The John Wayne Pioneer Trail, the longest rail-trail in the US at 300 miles, has escaped closure at the hands of hostile Washington state lawmakers.
Two Republican members of the Washington House of Representatives, Mary Dye and Joe Schmick, had proposed to close 130 miles of the state-owned trail, and give the land to adjacent landowners. They claimed the trail was under-maintained – an assertion which most cyclists agree with – but that the best way to deal with the problems was simply to get rid of it. Unsurprisingly, the Rails-to-Trails Conservancy disagreed, saying:
“Time and time again, we’ve seen trails around the country provide jobs, support small businesses, and reinvigorate local communities. Rather than close the trail, a smart investment in maintenance and improvements for the John Wayne Pioneer Trail could provide big wins for Washington’s economy.”
Now, RTC says that Schmick has agreed to withdraw his closure request, and will instead abide by whatever the State Parks Advisory Committee decides. No fewer than 14 cities en route signed resolutions asking the trail to be improved, not closed. The result – at least for now – is a reprieve for this epic wild trail.
The John Wayne Pioneer Trail is among the most rugged of America’s rail-trails, and a ‘fat bike’ is almost de rigeur.
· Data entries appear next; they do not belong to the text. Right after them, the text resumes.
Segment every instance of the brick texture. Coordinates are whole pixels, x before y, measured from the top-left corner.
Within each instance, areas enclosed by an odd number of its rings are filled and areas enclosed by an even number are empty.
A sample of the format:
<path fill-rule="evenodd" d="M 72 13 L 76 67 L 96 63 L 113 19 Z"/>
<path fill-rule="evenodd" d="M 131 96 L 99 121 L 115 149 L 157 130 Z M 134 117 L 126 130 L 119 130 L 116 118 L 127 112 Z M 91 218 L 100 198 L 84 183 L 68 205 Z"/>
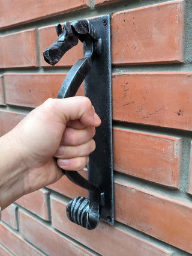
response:
<path fill-rule="evenodd" d="M 113 75 L 116 120 L 191 130 L 191 73 Z"/>
<path fill-rule="evenodd" d="M 112 62 L 182 62 L 184 2 L 141 7 L 112 16 Z"/>
<path fill-rule="evenodd" d="M 116 171 L 179 187 L 181 140 L 121 129 L 113 129 Z"/>
<path fill-rule="evenodd" d="M 22 235 L 49 255 L 86 256 L 93 254 L 76 243 L 62 236 L 53 230 L 19 211 Z M 43 237 L 43 240 L 42 240 Z"/>
<path fill-rule="evenodd" d="M 192 142 L 191 142 L 190 164 L 188 192 L 192 195 Z"/>
<path fill-rule="evenodd" d="M 164 250 L 143 239 L 137 237 L 127 230 L 113 227 L 102 222 L 91 231 L 90 236 L 89 230 L 82 229 L 68 221 L 65 213 L 66 203 L 53 197 L 51 204 L 53 227 L 101 255 L 111 256 L 112 253 L 114 255 L 125 255 L 127 252 L 129 255 L 136 256 L 172 255 L 169 250 Z M 113 248 L 113 252 L 111 248 Z"/>
<path fill-rule="evenodd" d="M 115 221 L 71 222 L 67 204 L 88 191 L 64 175 L 2 211 L 0 255 L 192 254 L 192 1 L 157 2 L 0 0 L 0 136 L 56 98 L 83 56 L 79 41 L 44 61 L 55 25 L 110 14 Z"/>
<path fill-rule="evenodd" d="M 56 98 L 66 74 L 5 74 L 6 103 L 35 108 L 48 98 Z M 83 87 L 77 96 L 83 95 Z"/>
<path fill-rule="evenodd" d="M 38 66 L 35 29 L 0 37 L 0 68 Z"/>
<path fill-rule="evenodd" d="M 41 28 L 38 29 L 40 40 L 40 50 L 41 67 L 51 67 L 47 64 L 43 58 L 43 50 L 47 48 L 58 38 L 55 26 L 50 26 Z M 55 67 L 70 67 L 76 61 L 82 58 L 82 44 L 79 40 L 78 44 L 69 50 L 63 56 L 61 60 L 55 65 Z"/>
<path fill-rule="evenodd" d="M 102 4 L 109 4 L 110 2 L 118 2 L 119 0 L 95 0 L 95 5 L 100 5 Z"/>
<path fill-rule="evenodd" d="M 47 192 L 40 189 L 24 195 L 16 203 L 43 219 L 48 221 L 48 194 Z"/>
<path fill-rule="evenodd" d="M 88 7 L 89 4 L 89 0 L 1 0 L 0 28 L 70 12 Z"/>
<path fill-rule="evenodd" d="M 62 186 L 56 186 L 55 183 L 56 191 L 71 198 L 83 195 L 83 189 L 74 184 L 71 184 L 71 189 L 68 190 L 64 186 L 66 184 L 64 181 L 64 177 L 62 179 Z M 61 182 L 59 181 L 57 183 Z M 59 187 L 60 189 L 58 189 Z M 54 189 L 54 187 L 52 187 L 52 189 Z M 115 180 L 115 202 L 116 221 L 192 253 L 190 246 L 192 223 L 190 203 L 173 198 L 169 198 L 163 194 L 144 189 L 142 186 L 137 187 L 118 179 Z M 64 210 L 61 211 L 63 215 Z M 56 215 L 55 218 L 57 216 Z M 52 216 L 52 218 L 55 217 Z M 62 225 L 59 226 L 58 222 L 56 224 L 53 222 L 53 225 L 56 225 L 59 230 L 65 228 Z M 73 236 L 75 233 L 73 232 Z"/>
<path fill-rule="evenodd" d="M 117 221 L 192 253 L 191 203 L 124 181 L 116 181 L 115 198 Z"/>
<path fill-rule="evenodd" d="M 25 115 L 9 111 L 0 111 L 0 136 L 10 132 L 18 124 Z"/>
<path fill-rule="evenodd" d="M 8 250 L 7 250 L 7 249 L 0 245 L 0 255 L 4 256 L 11 256 L 12 254 Z"/>
<path fill-rule="evenodd" d="M 2 85 L 2 76 L 0 76 L 0 105 L 4 105 L 5 103 L 4 93 Z"/>
<path fill-rule="evenodd" d="M 37 249 L 26 243 L 26 241 L 21 238 L 19 235 L 17 236 L 17 234 L 4 227 L 2 223 L 0 223 L 0 243 L 8 248 L 14 255 L 20 256 L 43 255 Z"/>
<path fill-rule="evenodd" d="M 18 229 L 16 221 L 17 210 L 17 207 L 15 205 L 11 204 L 2 211 L 1 213 L 1 219 L 15 230 Z"/>

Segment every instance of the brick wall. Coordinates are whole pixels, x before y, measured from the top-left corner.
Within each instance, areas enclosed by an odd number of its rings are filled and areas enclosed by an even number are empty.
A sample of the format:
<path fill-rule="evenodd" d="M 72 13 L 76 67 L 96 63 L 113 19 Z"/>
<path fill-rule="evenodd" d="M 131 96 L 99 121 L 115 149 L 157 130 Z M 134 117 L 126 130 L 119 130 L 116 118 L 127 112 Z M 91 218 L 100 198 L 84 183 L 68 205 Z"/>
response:
<path fill-rule="evenodd" d="M 192 2 L 0 0 L 0 135 L 55 97 L 82 56 L 79 43 L 56 67 L 45 62 L 55 25 L 112 14 L 115 212 L 114 227 L 100 222 L 90 231 L 68 221 L 70 198 L 87 192 L 64 177 L 2 212 L 0 255 L 192 254 Z"/>

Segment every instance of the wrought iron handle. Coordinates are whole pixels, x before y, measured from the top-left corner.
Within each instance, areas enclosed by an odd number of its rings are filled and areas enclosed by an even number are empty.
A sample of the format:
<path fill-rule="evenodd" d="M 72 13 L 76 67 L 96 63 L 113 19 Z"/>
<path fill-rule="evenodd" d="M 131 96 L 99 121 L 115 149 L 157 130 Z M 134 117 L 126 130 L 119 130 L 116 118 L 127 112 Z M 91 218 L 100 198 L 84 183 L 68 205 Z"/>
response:
<path fill-rule="evenodd" d="M 57 99 L 67 98 L 76 94 L 94 58 L 100 53 L 101 41 L 97 38 L 94 28 L 87 20 L 66 22 L 63 29 L 61 24 L 58 24 L 56 30 L 58 38 L 43 51 L 45 61 L 50 65 L 55 65 L 68 50 L 77 44 L 78 39 L 86 44 L 84 57 L 77 60 L 70 69 L 56 97 Z M 90 201 L 85 198 L 77 197 L 71 200 L 67 206 L 68 219 L 88 230 L 95 228 L 98 223 L 101 206 L 105 203 L 104 193 L 77 172 L 65 170 L 63 172 L 72 182 L 94 193 L 97 198 L 95 201 Z"/>

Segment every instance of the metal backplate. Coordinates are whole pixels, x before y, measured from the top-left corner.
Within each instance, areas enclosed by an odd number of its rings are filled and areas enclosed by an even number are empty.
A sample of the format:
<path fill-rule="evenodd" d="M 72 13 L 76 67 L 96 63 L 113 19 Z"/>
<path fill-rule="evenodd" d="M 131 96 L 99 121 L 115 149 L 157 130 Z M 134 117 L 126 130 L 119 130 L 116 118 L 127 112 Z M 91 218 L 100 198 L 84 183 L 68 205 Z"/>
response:
<path fill-rule="evenodd" d="M 104 193 L 106 204 L 101 207 L 100 219 L 114 225 L 110 19 L 107 15 L 89 20 L 101 39 L 101 53 L 94 59 L 84 87 L 101 120 L 94 137 L 96 149 L 89 156 L 88 180 Z M 83 44 L 84 53 L 86 47 Z M 91 192 L 89 197 L 91 201 L 97 201 Z"/>

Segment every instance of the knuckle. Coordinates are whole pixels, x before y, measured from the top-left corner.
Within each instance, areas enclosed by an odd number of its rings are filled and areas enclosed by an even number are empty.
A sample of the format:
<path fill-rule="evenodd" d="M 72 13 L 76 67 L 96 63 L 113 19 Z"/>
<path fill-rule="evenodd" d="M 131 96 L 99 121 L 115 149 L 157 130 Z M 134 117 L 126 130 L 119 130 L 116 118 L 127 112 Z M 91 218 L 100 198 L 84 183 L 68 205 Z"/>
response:
<path fill-rule="evenodd" d="M 78 158 L 76 163 L 76 171 L 80 171 L 86 166 L 89 162 L 89 157 L 83 156 L 82 157 Z"/>

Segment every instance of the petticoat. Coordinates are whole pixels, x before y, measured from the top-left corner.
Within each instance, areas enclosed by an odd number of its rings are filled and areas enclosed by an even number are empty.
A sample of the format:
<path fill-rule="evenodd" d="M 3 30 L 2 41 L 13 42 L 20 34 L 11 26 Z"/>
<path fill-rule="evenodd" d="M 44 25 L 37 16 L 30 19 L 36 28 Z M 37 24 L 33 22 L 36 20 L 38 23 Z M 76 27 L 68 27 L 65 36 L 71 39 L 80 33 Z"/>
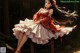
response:
<path fill-rule="evenodd" d="M 56 25 L 59 28 L 59 25 Z M 34 23 L 33 20 L 25 19 L 24 21 L 20 20 L 19 24 L 14 25 L 13 34 L 18 39 L 20 32 L 25 33 L 28 38 L 31 38 L 32 42 L 37 44 L 46 44 L 51 38 L 57 39 L 59 36 L 64 34 L 69 34 L 72 31 L 72 27 L 60 28 L 60 32 L 53 34 L 50 30 L 44 28 L 41 24 Z"/>

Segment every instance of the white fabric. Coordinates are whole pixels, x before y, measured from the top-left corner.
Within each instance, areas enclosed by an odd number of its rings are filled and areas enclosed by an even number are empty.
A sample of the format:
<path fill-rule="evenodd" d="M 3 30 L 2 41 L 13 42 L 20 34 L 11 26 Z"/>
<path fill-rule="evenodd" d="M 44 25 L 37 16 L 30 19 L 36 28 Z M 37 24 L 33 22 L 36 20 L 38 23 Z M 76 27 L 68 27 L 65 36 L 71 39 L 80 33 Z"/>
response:
<path fill-rule="evenodd" d="M 59 25 L 56 25 L 58 27 Z M 15 27 L 12 29 L 13 34 L 18 39 L 20 36 L 20 32 L 25 33 L 28 35 L 31 40 L 37 44 L 46 44 L 49 42 L 51 38 L 57 39 L 59 35 L 61 37 L 64 34 L 68 34 L 70 31 L 72 31 L 72 27 L 65 27 L 60 28 L 61 31 L 53 34 L 50 30 L 44 28 L 41 24 L 35 24 L 33 20 L 25 19 L 24 21 L 20 20 L 19 24 L 16 24 Z"/>

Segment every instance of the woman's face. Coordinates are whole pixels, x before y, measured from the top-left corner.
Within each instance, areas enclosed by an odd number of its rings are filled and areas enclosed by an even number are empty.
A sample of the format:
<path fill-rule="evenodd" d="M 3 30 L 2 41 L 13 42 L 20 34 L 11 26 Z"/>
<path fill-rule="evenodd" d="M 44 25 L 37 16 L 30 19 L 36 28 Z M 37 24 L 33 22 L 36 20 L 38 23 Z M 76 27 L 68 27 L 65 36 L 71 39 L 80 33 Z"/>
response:
<path fill-rule="evenodd" d="M 51 5 L 50 1 L 49 0 L 45 0 L 45 8 L 49 9 L 51 6 L 52 5 Z"/>

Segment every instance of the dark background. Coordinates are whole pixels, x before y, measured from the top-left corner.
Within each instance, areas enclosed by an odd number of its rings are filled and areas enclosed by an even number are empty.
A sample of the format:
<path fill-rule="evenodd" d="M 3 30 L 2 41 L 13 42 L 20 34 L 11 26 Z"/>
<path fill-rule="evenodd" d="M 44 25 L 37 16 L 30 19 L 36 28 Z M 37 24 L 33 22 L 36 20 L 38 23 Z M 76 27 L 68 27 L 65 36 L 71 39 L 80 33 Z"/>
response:
<path fill-rule="evenodd" d="M 57 0 L 57 4 L 71 11 L 75 10 L 80 15 L 80 3 L 61 3 L 60 0 Z M 4 34 L 5 37 L 9 36 L 14 40 L 9 43 L 9 39 L 3 39 L 10 45 L 12 43 L 17 44 L 13 36 L 12 28 L 15 24 L 19 23 L 19 20 L 24 20 L 25 18 L 32 19 L 35 12 L 41 7 L 44 7 L 44 0 L 0 0 L 0 35 Z M 64 43 L 66 40 L 78 38 L 78 35 L 80 35 L 80 18 L 77 18 L 77 20 L 69 26 L 73 25 L 77 25 L 77 27 L 69 36 L 63 37 Z M 55 40 L 55 44 L 57 44 L 56 41 L 57 40 Z M 11 46 L 15 48 L 16 44 Z"/>

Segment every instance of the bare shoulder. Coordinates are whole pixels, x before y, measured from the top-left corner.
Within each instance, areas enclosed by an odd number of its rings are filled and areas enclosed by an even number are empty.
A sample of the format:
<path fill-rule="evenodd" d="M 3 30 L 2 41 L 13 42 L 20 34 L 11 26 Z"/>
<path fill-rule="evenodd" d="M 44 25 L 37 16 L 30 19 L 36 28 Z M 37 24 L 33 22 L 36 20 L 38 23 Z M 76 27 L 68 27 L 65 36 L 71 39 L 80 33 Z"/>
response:
<path fill-rule="evenodd" d="M 53 9 L 50 9 L 50 10 L 49 10 L 49 13 L 50 13 L 50 14 L 53 14 L 53 11 L 54 11 Z"/>

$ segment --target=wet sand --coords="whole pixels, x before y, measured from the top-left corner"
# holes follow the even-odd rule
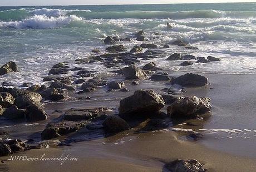
[[[183,73],[176,72],[170,73],[170,75]],[[253,107],[253,86],[256,82],[253,80],[254,75],[202,75],[209,79],[209,85],[185,89],[187,92],[181,94],[210,97],[213,107],[213,115],[203,121],[191,122],[195,123],[196,126],[173,124],[173,127],[192,128],[195,131],[216,128],[256,129],[256,124],[253,123],[253,112],[255,112]],[[76,95],[90,96],[92,98],[89,100],[71,99],[63,103],[48,104],[45,106],[46,109],[50,114],[56,109],[64,111],[71,107],[107,107],[114,108],[115,111],[117,110],[119,100],[132,94],[135,90],[154,89],[156,92],[163,94],[159,90],[168,86],[165,83],[149,80],[141,81],[141,84],[136,86],[130,85],[127,82],[126,84],[130,90],[129,92],[107,93],[102,88],[91,95],[90,93]],[[246,112],[246,115],[242,115],[243,112]],[[47,122],[57,120],[62,114],[51,115]],[[40,128],[38,131],[43,129],[44,126]],[[182,133],[171,131],[132,133],[131,130],[111,137],[95,138],[89,141],[71,143],[69,146],[32,150],[13,155],[26,154],[28,157],[35,157],[46,153],[48,156],[58,156],[63,153],[70,153],[72,156],[78,158],[77,161],[66,161],[62,165],[56,161],[5,161],[4,165],[1,165],[2,169],[6,171],[38,171],[42,169],[45,171],[161,171],[165,163],[176,159],[197,159],[204,164],[209,171],[253,171],[256,168],[256,154],[252,144],[255,143],[255,138],[253,137],[250,140],[242,138],[229,139],[227,137],[229,134],[218,132],[205,133],[202,140],[194,141],[183,139]],[[36,134],[38,139],[40,134],[38,131]]]

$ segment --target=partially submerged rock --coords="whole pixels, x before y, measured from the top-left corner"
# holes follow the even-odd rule
[[[18,72],[18,67],[15,62],[11,61],[5,64],[0,68],[0,75],[7,74],[10,72]]]
[[[206,85],[208,82],[208,79],[205,77],[189,73],[174,79],[171,84],[188,87],[202,87]]]
[[[146,78],[147,74],[142,69],[135,65],[124,68],[124,74],[126,79],[137,79]]]
[[[182,97],[168,107],[167,112],[172,118],[195,118],[210,110],[210,100],[205,97]]]
[[[107,83],[109,88],[112,89],[119,89],[125,87],[125,83],[123,82],[112,81]]]
[[[166,164],[164,168],[170,172],[204,172],[203,165],[195,159],[176,159]]]
[[[63,121],[57,123],[49,123],[41,133],[42,139],[48,140],[77,131],[84,127],[82,122]]]
[[[129,125],[122,118],[117,115],[109,116],[103,122],[106,130],[109,132],[117,133],[127,130]]]
[[[139,116],[145,114],[150,116],[164,105],[162,97],[153,90],[140,90],[120,101],[119,113],[123,116]]]

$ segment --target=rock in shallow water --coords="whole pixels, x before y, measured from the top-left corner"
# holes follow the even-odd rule
[[[181,97],[167,108],[167,112],[172,118],[195,118],[210,110],[210,101],[205,97]]]
[[[168,171],[170,172],[204,172],[203,165],[195,159],[176,159],[164,165]]]
[[[0,75],[7,74],[10,72],[18,72],[18,67],[15,62],[11,61],[5,64],[0,68]]]
[[[202,87],[207,84],[208,79],[205,77],[189,73],[174,79],[172,84],[178,84],[183,87]]]
[[[119,113],[124,117],[145,114],[150,116],[164,105],[162,97],[153,90],[140,90],[120,101]]]
[[[130,128],[129,125],[125,120],[117,115],[108,117],[102,125],[107,131],[113,133],[126,130]]]

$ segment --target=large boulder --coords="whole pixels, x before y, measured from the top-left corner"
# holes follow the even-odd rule
[[[107,86],[112,89],[119,89],[125,87],[125,83],[121,81],[111,81],[107,83]]]
[[[205,77],[189,73],[171,80],[172,84],[178,84],[183,87],[202,87],[207,84],[208,79]]]
[[[143,48],[139,45],[135,45],[132,48],[132,49],[131,49],[130,52],[131,53],[139,53],[142,52],[143,50]]]
[[[168,58],[168,60],[182,60],[183,55],[180,53],[174,53],[170,55]]]
[[[108,52],[123,52],[125,50],[123,45],[115,45],[106,48]]]
[[[194,118],[210,110],[210,101],[205,97],[181,97],[167,108],[167,112],[172,118]]]
[[[105,39],[104,43],[106,44],[115,44],[116,43],[116,41],[114,40],[113,38],[109,36],[107,38],[106,38],[106,39]]]
[[[176,159],[164,165],[164,171],[170,172],[205,172],[203,165],[195,159]]]
[[[123,69],[126,79],[137,79],[146,78],[147,74],[135,65],[131,65]]]
[[[8,62],[0,68],[0,75],[12,72],[18,72],[16,63],[12,61]]]
[[[40,103],[42,97],[40,94],[29,92],[17,97],[14,104],[19,109],[24,109],[32,104]]]
[[[82,122],[63,121],[57,123],[49,123],[41,133],[42,139],[48,140],[77,131],[85,124]]]
[[[14,102],[13,97],[8,92],[0,93],[0,105],[3,108],[8,108],[12,106]]]
[[[25,110],[18,109],[16,106],[13,105],[6,109],[3,113],[3,117],[10,119],[24,118]]]
[[[140,90],[120,101],[119,113],[124,116],[146,113],[150,115],[158,112],[164,105],[162,97],[153,90]]]
[[[103,122],[103,126],[109,132],[117,133],[127,130],[129,125],[122,118],[117,115],[110,115]]]
[[[26,118],[29,122],[36,122],[47,119],[48,115],[41,107],[32,104],[26,109]]]

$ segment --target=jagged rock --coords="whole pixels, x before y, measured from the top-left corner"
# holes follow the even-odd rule
[[[32,92],[37,92],[40,89],[40,88],[41,87],[38,85],[33,85],[27,88],[27,90]]]
[[[41,100],[42,97],[40,94],[29,92],[17,97],[14,104],[19,109],[24,109],[32,104],[39,103]]]
[[[106,50],[108,52],[123,52],[125,50],[125,49],[123,45],[115,45],[107,48]]]
[[[125,83],[123,82],[112,81],[107,83],[107,86],[112,89],[119,89],[125,87]]]
[[[143,48],[157,48],[158,47],[157,45],[153,44],[142,44],[140,47]]]
[[[126,79],[137,79],[146,77],[146,73],[136,65],[131,65],[124,68]]]
[[[104,120],[102,125],[107,131],[113,133],[122,131],[130,128],[129,125],[125,120],[117,115],[108,117]]]
[[[14,102],[13,97],[8,92],[0,93],[0,105],[4,108],[12,106]]]
[[[168,75],[159,74],[154,74],[152,75],[149,79],[154,81],[170,80],[171,79]]]
[[[160,69],[156,67],[156,64],[155,63],[155,62],[150,62],[147,64],[146,64],[143,67],[142,69],[155,71]]]
[[[144,36],[141,36],[137,37],[136,40],[137,41],[146,41],[148,40],[148,39]]]
[[[198,57],[198,58],[199,59],[195,63],[210,63],[211,62],[204,57]]]
[[[176,159],[164,165],[170,172],[205,172],[203,165],[195,159]]]
[[[6,109],[3,113],[3,117],[9,119],[24,118],[25,110],[18,109],[16,106],[13,105]]]
[[[210,110],[210,99],[209,98],[182,97],[167,108],[171,118],[194,118],[198,115]]]
[[[135,45],[132,48],[132,49],[130,51],[131,53],[139,53],[140,52],[142,52],[143,50],[143,48],[139,45]]]
[[[26,118],[28,121],[36,122],[47,119],[48,115],[41,107],[32,104],[26,109]]]
[[[167,58],[168,60],[182,60],[183,55],[179,53],[174,53],[171,54]]]
[[[185,65],[192,65],[193,64],[193,62],[188,62],[188,61],[185,61],[185,62],[182,62],[180,64],[180,65],[183,65],[183,66],[185,66]]]
[[[140,90],[120,101],[119,113],[124,116],[140,115],[147,113],[149,115],[159,111],[164,105],[162,97],[153,90]]]
[[[18,72],[18,67],[15,62],[11,61],[5,64],[0,68],[0,75],[7,74],[10,72]]]
[[[94,53],[100,53],[101,51],[99,49],[95,48],[92,50],[92,52]]]
[[[172,104],[174,102],[178,100],[180,97],[179,95],[166,95],[163,94],[161,95],[163,98],[164,99],[164,102],[166,104]]]
[[[201,87],[207,84],[208,79],[205,77],[189,73],[171,80],[172,84],[179,84],[183,87]]]
[[[85,124],[82,122],[65,122],[58,123],[49,123],[42,132],[42,139],[48,140],[61,135],[77,131]]]
[[[220,61],[220,59],[219,58],[216,58],[213,56],[209,55],[207,57],[207,59],[211,62],[219,62]]]
[[[107,38],[106,38],[106,39],[105,39],[104,43],[106,44],[115,44],[116,43],[116,41],[114,40],[113,38],[109,36]]]
[[[185,60],[189,60],[189,59],[195,59],[196,58],[195,56],[190,55],[190,54],[186,54],[183,56],[183,59]]]
[[[142,35],[144,35],[144,34],[145,34],[144,31],[139,31],[138,32],[137,32],[136,33],[135,33],[135,37],[139,37],[141,36]]]

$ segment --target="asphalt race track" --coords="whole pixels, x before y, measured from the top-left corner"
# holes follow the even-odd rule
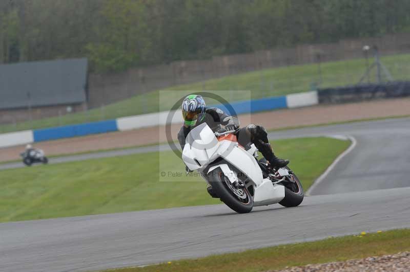
[[[404,188],[410,186],[410,119],[306,128],[269,136],[323,135],[352,136],[357,144],[299,207],[275,205],[239,215],[221,205],[1,223],[0,270],[140,265],[410,228],[410,187]]]

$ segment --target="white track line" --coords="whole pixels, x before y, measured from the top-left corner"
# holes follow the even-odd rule
[[[336,138],[334,136],[330,136],[332,138]],[[341,138],[340,137],[338,137]],[[335,166],[340,161],[341,159],[342,159],[345,156],[346,156],[347,154],[350,153],[350,152],[353,150],[357,144],[357,141],[355,139],[354,137],[353,136],[347,135],[346,137],[348,139],[349,139],[352,142],[352,144],[350,145],[350,146],[348,148],[344,150],[344,151],[340,154],[335,161],[332,163],[330,166],[327,167],[327,169],[326,169],[326,171],[324,171],[324,173],[320,175],[320,176],[315,180],[315,182],[313,183],[313,184],[311,186],[311,188],[309,188],[309,190],[308,190],[308,192],[306,192],[306,195],[310,195],[310,193],[312,192],[312,190],[315,189],[316,186],[318,186],[321,182],[322,182],[323,179],[326,177],[326,176],[330,173],[330,171],[332,171],[333,168],[335,168]]]

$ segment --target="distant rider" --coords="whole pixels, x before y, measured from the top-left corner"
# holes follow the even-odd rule
[[[190,131],[203,123],[215,132],[225,126],[228,131],[236,130],[239,127],[239,121],[236,117],[230,116],[221,109],[207,108],[202,96],[190,95],[183,100],[182,104],[184,124],[178,132],[178,140],[183,149],[185,139]],[[251,124],[236,132],[238,142],[242,146],[252,143],[260,151],[270,164],[269,168],[281,168],[289,163],[288,160],[279,158],[273,153],[272,146],[268,140],[268,133],[262,126]]]

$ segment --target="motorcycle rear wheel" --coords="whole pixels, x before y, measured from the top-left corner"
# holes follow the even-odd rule
[[[291,170],[288,167],[286,168]],[[292,174],[291,177],[288,178],[292,179],[294,182],[287,181],[281,183],[285,187],[285,197],[279,203],[285,207],[295,207],[300,205],[303,200],[303,188],[295,174]]]
[[[209,183],[221,201],[238,213],[250,212],[253,208],[253,197],[247,188],[235,188],[220,169],[209,173]]]

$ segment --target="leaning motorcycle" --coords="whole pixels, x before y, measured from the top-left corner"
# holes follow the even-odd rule
[[[48,163],[48,158],[44,154],[44,152],[40,149],[32,150],[22,153],[20,155],[23,157],[23,162],[27,166],[31,166],[34,163]]]
[[[253,144],[238,143],[235,131],[214,132],[204,123],[188,134],[182,153],[188,168],[211,185],[212,197],[237,213],[276,203],[299,205],[303,189],[294,173],[287,167],[270,171],[266,160],[257,156]]]

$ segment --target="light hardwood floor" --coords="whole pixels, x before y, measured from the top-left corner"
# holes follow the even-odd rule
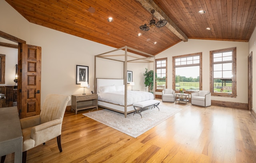
[[[27,163],[256,162],[256,122],[249,111],[160,105],[182,110],[137,138],[82,115],[88,110],[67,112],[63,152],[54,139],[28,151]]]

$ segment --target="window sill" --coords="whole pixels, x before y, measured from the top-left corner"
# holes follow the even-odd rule
[[[218,96],[218,97],[234,97],[236,98],[236,95],[229,95],[226,93],[212,93],[212,96]]]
It crosses two-thirds of Washington, from the western slopes of the Cascade Mountains to the Idaho border. Traillink.com says “much of it is so remote and desolate that weeks will pass in some sections where the only visitors are coyotes, black-tailed jackrabbits, or gopher snakes”.
The rough, little-maintained surface, and a couple of gaps in the route – most notoriously the closed Beverly Bridge over the Columbia River – have conspired to limit its appeal. But trail supporters believe that the route could have a much better future if maintenance was improved, and the requirement for a trail-riding permit removed.